- Born: May 12, 1886 Cleveland, Ohio
- Resting place: Lake View Cemetery, Cleveland, Ohio
- Occupations: Patron of the arts, arts leader, and philanthropist.
- Spouse: Henry A. Everett
- Children: Leolyn Louise Everett Spelman, Dorothy Burnham Everett
- Parent(s): Charles Ballard Pettengill and Abbey Louise Burnham Pettengill

= Josephine P. Everett =

Josephine Pettingill Everett (May 12, 1866 – July 4, 1937) was a patron of the arts, arts leader, and philanthropist. She is credited with being a major supporter of the Hollywood Bowl and the Pasadena Playhouse at their inception. Her home became the headquarters of the Shakespeare Club of Pasadena.

==Early life==
Everett was a Cleveland, Ohio native. She became a permanent resident of Pasadena after her husband, Henry A. Everett, died in 1917. Her philanthropy likely stemmed from her father, Charles Ballard Pettengill, a founding member of Cleveland's Society for the Prevention of Cruelty to Animals (SPCA) in the 1870s, which evolved to encompass a humane society that served women and children.

==Career==

Everett was a primary financial supporter of the Hollywood Bowl, which was founded in 1922, and the Pasadena Playhouse, founded 1924. In 1922, in her deceased daughter Dorothy Burnham Everett's name, Everett donated more than 100 notable paintings and sculptures from her collection of over 500 art pieces to the Cleveland Museum of Art, the now-Pasadena Norton Simon Museum of Art, and the San Diego Museum of Fine Arts. She also loaned pieces of art to various museums all over the country. In 1934, she donated her collection of 521 books on women and women's issues to the Huntington Library in San Marino. The donation ended up forming the core of the museum's holdings in women's studies.

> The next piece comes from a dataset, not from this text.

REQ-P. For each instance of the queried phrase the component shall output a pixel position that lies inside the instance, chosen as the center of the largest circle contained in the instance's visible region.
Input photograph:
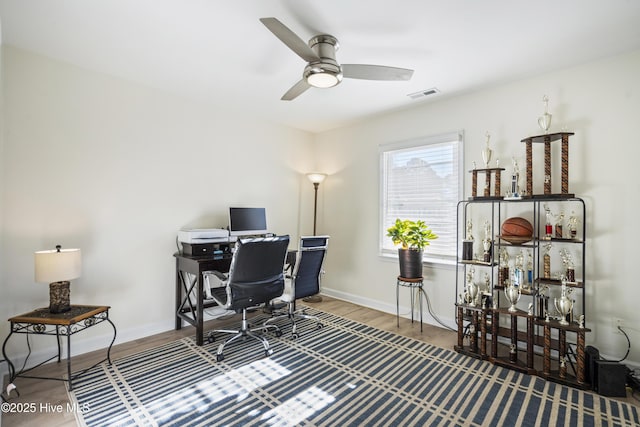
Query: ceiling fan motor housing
(326, 72)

Everett also supported musicians at her home, the Villa, in Pasadena. Among the numerous performers she hosted were concert pianist Lillian Steuber, the London String Quartet, and the local Coleman Chamber Music Ensemble. She hosted musicals at the home as well.

Everett sat on various boards of organizations including the Los Angeles Philharmonic Orchestra and Pasadena Civic Orchestra, making significant financial contributions to the latter. She also served as president of the Pasadena Community Playhouse Association and was a supporter of the California Institute of Technology, the Pasadena Public Library, the Neighborhood Church in Pasadena, the Salvation Army, and Scripps College.

==Death==
After a year of illness, Everett died at her home, the Villa, on July 4, 1937. She bequeathed an estimated endowment of $500,000 to the Cleveland Museum of Art, in addition to her donated art.